Back in all my days of being a pastry connoisseur, that's a sure fire sign that ya ain't the real deal. Look, you gotta understand something...bakeries can always fully prep der dough and accoutrements the night before for a scaled up patronage. But dis ain't dat. It's Emmer trying to look cool. Cherrier wouldn't ever let his croissant rack dry up. It's an insult to the craft. You kidding me? Drying up by noon and you call yerself a patisserie?
OK, so l come back another day. I grab a slice of olive oil cake, a plain croissant and a flavoured croissant. Simple, nothing insane. I've already gained enough weight from Badiali's slices this week. Guess what the total came out to? $25.00 for 3 pastries. You kiddin me? My jaw had to be lifted from the floor, I felt like puking. Where am I? You won't FIND, no mattah how hard u try, in Paris, a good croissant over 3 Euros. You wanna know why? Well, do the math yerself, I ain't doin an algebra lesson over here.
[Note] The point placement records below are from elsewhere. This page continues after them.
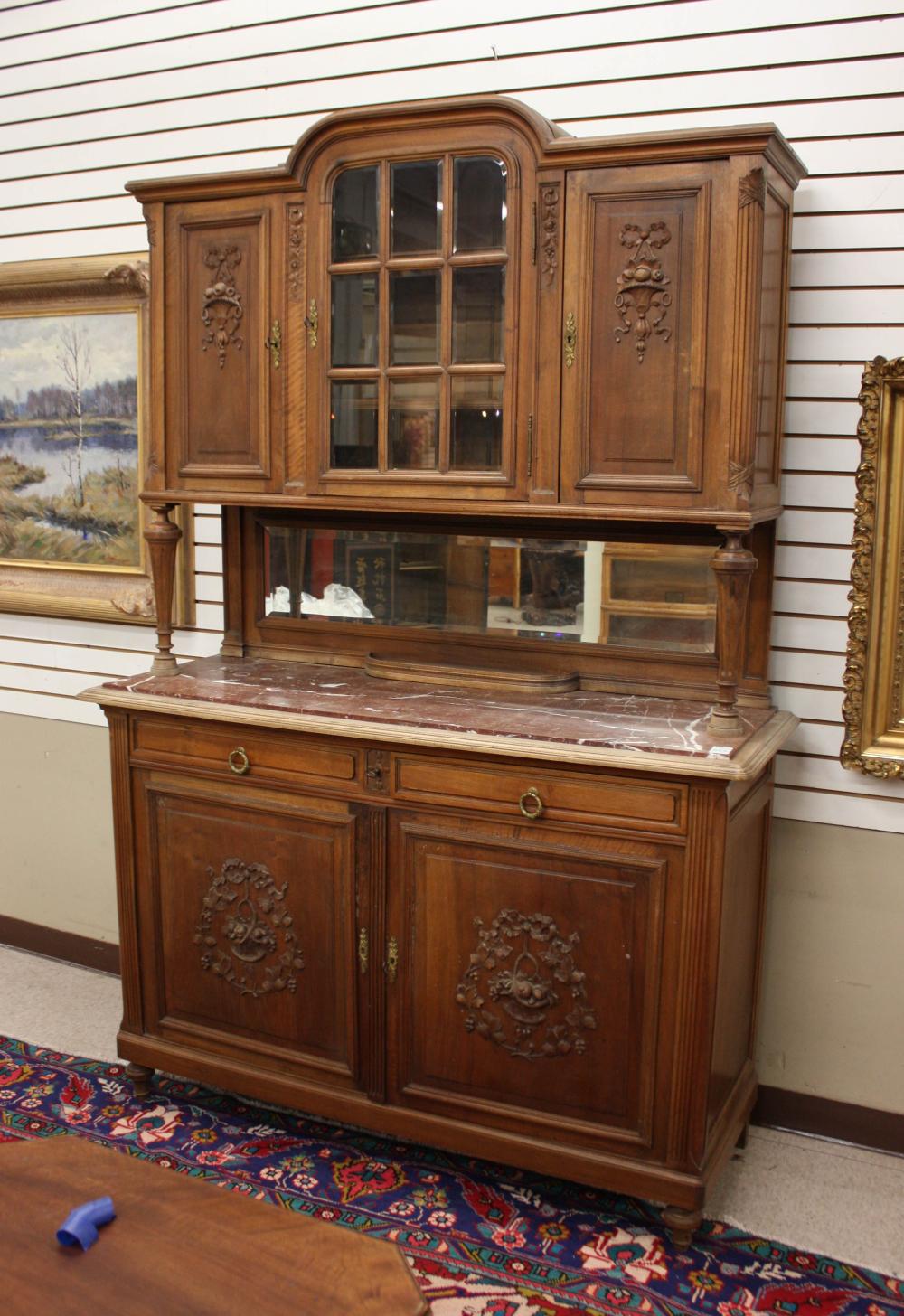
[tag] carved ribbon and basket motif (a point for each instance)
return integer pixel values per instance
(524, 992)
(245, 931)
(643, 299)
(222, 306)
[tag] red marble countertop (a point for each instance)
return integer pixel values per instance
(271, 692)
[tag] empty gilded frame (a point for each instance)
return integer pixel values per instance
(872, 709)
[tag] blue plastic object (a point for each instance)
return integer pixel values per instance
(80, 1224)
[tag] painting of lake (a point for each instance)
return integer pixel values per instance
(69, 438)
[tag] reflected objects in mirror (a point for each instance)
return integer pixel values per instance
(657, 597)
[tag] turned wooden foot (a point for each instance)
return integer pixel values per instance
(682, 1224)
(140, 1076)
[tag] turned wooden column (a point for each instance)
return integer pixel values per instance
(734, 566)
(162, 536)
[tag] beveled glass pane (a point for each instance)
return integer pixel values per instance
(415, 317)
(355, 233)
(476, 423)
(353, 427)
(416, 207)
(478, 306)
(413, 424)
(479, 202)
(667, 574)
(355, 325)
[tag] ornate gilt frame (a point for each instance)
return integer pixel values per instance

You go to La Maison d'Isabelle in Paris, rated the NUMBER ONE croissant on this blue marble called Terra Earth and you know how much Isabelle Leday charges for her IMMACULATE croissant? ....1 euro. So OK, back to Emmer...we got this posh little nosh of bread and salt and butter for $4.50, no word of a lie, $5 bucks with tip and it's AWFUL. It doesn't hold a glass of Michigan tap water to the best of the best and they're charging DOUBLE. I can't help but laugh at this poor excuse of a bakery. And I can't help but cry for the foolish patrons who believe this is quality. This is quality like Gigis Pizza is a legit biz that doesn't move dope.
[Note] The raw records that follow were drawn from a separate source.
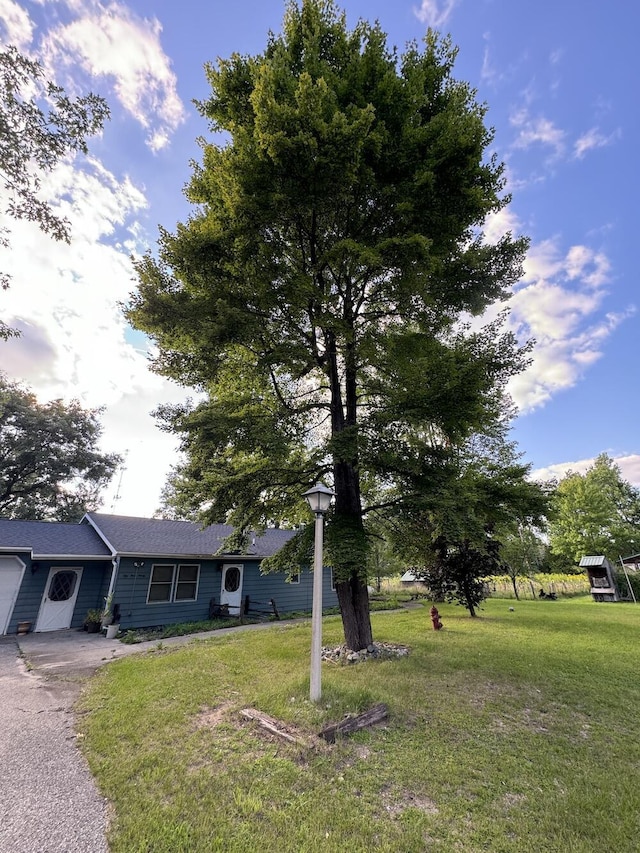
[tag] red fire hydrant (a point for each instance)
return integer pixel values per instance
(435, 618)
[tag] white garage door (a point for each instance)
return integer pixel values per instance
(11, 572)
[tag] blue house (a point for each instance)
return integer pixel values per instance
(155, 572)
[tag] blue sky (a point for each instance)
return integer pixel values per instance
(560, 82)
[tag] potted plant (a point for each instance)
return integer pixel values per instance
(92, 621)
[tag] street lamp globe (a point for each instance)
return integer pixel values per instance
(319, 498)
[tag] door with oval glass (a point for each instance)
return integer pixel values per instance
(231, 589)
(59, 599)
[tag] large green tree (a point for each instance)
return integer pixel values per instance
(50, 465)
(595, 513)
(317, 295)
(455, 536)
(40, 125)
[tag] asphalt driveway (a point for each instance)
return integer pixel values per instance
(49, 802)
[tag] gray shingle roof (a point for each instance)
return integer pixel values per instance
(588, 562)
(159, 537)
(51, 538)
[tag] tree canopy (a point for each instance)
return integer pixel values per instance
(595, 513)
(319, 295)
(455, 536)
(39, 126)
(51, 467)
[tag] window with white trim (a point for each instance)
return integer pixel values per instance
(160, 583)
(172, 583)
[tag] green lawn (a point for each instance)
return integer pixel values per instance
(516, 731)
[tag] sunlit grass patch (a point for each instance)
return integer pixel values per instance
(511, 732)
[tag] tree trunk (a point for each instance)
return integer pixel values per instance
(353, 596)
(354, 607)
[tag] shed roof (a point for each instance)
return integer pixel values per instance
(155, 537)
(51, 539)
(589, 562)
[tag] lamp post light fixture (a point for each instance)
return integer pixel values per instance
(319, 499)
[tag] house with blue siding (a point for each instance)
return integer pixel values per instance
(154, 572)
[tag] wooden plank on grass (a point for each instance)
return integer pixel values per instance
(271, 725)
(353, 724)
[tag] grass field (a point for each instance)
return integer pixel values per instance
(516, 731)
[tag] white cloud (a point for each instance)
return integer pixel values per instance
(16, 26)
(537, 131)
(559, 304)
(591, 140)
(435, 13)
(75, 342)
(109, 40)
(629, 466)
So I take an advance out on my house (if I owned a house) and fork up the 30 bones for the pastries. Couple of tings right off da bat....their portions are all off. Way too much butter. The density of these croissants would crush a '76 Chevy Impala under their weight. Their Olive Oil cake nearly made me gag. It was all poor quality oil and no flavour, no love. Look, I'm Sicilian. I know Olive Oil cake like the back of my hand. They're throwing so many pistachios on it, hoping it's gonna cover up the bland flat taste of the pastry.Here's anotha tip from Alex D., free of charge...if the bakery you go into is covering their pastries with an exorbitant amount of nuts, fruits, chocolate, make a 180. You know what Im sayin? Make a 180 and walk out because the pastry chefs are trying to cover something up, like they're Bush in 2001 or something.
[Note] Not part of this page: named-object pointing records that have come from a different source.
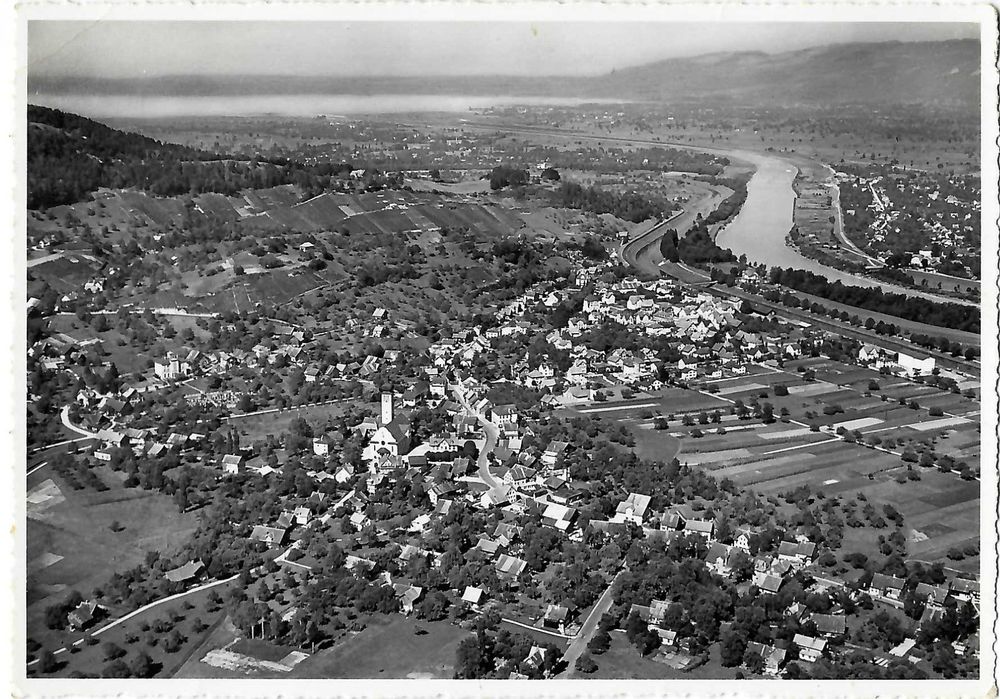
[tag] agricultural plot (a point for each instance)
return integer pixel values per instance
(70, 543)
(665, 402)
(941, 512)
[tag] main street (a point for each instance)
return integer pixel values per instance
(496, 489)
(589, 627)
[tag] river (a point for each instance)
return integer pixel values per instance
(759, 229)
(302, 105)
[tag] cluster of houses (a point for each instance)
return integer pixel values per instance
(896, 362)
(946, 229)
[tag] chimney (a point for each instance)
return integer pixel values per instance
(387, 414)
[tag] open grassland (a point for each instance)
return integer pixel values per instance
(622, 661)
(70, 544)
(389, 648)
(941, 510)
(194, 617)
(254, 427)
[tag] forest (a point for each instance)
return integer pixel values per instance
(70, 157)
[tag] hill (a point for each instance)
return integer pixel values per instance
(941, 73)
(70, 157)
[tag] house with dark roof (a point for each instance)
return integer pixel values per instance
(773, 658)
(272, 536)
(830, 625)
(888, 586)
(510, 567)
(83, 615)
(474, 597)
(797, 553)
(810, 649)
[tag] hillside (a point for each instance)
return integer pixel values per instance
(941, 73)
(70, 157)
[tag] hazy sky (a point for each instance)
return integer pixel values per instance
(133, 49)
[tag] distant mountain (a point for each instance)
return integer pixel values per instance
(941, 73)
(69, 157)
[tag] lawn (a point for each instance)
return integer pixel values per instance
(195, 623)
(653, 444)
(623, 662)
(388, 648)
(259, 426)
(70, 544)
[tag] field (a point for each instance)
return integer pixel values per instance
(257, 427)
(388, 648)
(623, 662)
(194, 617)
(70, 544)
(667, 401)
(941, 510)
This is the unfortunate state of Emmer. Bland, heavy pastries that would make my French friend and Italian ancestors weep in their pathetic effort. It might make it worth it if their staff were up to snuff. You know? Like make me smile while I get robbed from your patisserie. But no, the behind-the-counter staff person looked like they wanted me to choke on the dang thing. Fair enough. I'd want my patrons to choke, too. Spare myself the embarrassment of having a gouged patron with a pulse.
I miss simplicity and affordability in dis town. It used to have it. Now we have joints like Emmer, running the gambit of extortion and excess in the name of staking another nail in the coffin of epicurean delights and all dat jazz. I'm gonna need a cold shower after that experience. I feel embarrassed for myself.